I'm sure others will want to contribute answers to your concerns, but I wanted to share my experience with you. Yes, MALP is effective with pre-literate, non-literate and low-literate learners of all ages. Helaine Marshall developed the model while working with Hmong refugees who have no physcial representation of their language and are therefore considered pre-literate. "Making the Transition" provides examples of how teachers in various classrooms and levels revised lesson plans and developed projects in accordance with MALP principles.

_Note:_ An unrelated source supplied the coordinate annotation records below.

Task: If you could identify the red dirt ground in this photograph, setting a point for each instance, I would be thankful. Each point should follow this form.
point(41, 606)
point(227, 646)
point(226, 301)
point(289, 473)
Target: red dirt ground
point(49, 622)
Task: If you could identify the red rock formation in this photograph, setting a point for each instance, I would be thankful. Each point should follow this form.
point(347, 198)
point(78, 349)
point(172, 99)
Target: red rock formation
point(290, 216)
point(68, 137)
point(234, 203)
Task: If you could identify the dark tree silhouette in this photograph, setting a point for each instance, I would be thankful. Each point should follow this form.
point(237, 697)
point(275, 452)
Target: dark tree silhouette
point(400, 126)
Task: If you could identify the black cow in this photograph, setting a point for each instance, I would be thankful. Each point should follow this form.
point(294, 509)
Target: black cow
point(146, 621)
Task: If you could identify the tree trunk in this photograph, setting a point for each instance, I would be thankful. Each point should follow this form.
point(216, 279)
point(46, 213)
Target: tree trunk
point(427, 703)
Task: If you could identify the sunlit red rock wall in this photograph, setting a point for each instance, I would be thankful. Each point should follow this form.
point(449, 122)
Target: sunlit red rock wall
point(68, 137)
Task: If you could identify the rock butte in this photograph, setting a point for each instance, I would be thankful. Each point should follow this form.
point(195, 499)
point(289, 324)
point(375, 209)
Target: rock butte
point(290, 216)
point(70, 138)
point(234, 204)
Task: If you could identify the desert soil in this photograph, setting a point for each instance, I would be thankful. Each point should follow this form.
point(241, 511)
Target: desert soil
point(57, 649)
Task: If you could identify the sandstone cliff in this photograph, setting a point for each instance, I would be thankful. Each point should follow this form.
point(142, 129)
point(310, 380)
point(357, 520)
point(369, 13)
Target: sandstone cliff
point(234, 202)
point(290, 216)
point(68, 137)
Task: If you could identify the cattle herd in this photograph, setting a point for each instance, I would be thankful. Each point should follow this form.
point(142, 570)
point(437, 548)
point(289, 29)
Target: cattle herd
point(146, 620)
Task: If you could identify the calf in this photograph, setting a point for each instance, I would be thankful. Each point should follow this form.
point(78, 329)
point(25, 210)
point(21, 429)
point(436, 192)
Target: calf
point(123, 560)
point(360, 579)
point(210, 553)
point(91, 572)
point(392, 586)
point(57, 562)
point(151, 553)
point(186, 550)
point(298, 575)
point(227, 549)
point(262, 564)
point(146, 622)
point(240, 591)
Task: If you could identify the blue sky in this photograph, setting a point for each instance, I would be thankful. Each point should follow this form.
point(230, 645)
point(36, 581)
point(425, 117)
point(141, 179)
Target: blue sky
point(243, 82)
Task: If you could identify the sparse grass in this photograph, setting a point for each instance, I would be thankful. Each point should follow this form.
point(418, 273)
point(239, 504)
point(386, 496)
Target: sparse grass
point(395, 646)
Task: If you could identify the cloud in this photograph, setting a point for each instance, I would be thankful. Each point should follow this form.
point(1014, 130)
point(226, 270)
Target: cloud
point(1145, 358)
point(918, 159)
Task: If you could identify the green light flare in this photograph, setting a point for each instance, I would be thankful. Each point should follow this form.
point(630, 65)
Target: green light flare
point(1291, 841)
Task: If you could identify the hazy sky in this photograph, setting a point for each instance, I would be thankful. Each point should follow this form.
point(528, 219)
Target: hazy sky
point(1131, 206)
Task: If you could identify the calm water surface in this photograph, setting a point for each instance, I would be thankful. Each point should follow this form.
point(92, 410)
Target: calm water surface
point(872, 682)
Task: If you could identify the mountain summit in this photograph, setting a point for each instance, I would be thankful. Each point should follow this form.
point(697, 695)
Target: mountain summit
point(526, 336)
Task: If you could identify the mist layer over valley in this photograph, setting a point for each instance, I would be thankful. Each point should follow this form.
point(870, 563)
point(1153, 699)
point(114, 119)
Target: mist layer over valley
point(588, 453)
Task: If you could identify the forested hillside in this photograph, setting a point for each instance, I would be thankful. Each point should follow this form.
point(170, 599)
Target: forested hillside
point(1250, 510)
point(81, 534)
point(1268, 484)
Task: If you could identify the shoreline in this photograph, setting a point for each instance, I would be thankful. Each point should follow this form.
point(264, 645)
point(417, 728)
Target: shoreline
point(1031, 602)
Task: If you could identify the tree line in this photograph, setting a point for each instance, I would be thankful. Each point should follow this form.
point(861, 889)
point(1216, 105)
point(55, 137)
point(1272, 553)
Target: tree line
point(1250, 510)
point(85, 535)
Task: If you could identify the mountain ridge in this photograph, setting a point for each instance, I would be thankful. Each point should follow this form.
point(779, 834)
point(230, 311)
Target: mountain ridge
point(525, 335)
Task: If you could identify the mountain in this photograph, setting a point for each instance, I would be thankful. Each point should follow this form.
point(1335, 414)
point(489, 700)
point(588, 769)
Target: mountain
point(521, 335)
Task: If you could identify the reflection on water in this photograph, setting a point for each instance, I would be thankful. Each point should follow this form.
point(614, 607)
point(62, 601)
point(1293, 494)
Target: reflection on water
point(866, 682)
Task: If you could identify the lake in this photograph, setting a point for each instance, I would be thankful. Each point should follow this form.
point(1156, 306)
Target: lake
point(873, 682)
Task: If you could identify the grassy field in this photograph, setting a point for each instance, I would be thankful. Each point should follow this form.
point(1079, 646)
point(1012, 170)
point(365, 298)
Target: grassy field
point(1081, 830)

I guess this will sound obnoxious, but who cares about any acronym about teaching, when you have students in the classroom who have weapons in their pockets and bookbags?  Who cares, when a teacher has five different classes to prepare for each day?  What about when you have a student, shortly after MRSA was identified, who comes into your room limping, because he had an infection in both of his legs, and blood was literally running down his legs, into his shoes?  How about when a student is blown away with a huge gun?  Or, when you as a teacher, is threatened, by a student who writes that he is going to kill you?

Is there no other person who has experienced teaching in an inner-city school district?????????

Marian and all, I know many of us who work with adult immigrants and refugees are well aware of the immense challenges and dangers individuals have faced-- and sometimes still face-- in their lives. Discussing these issues and ways to handle these concerns in helpful ways is certainly an appropriate theme for our Community of Practice. We welcome members to share their thoughts, strategies, and resources for dealing with these sensitive concerns.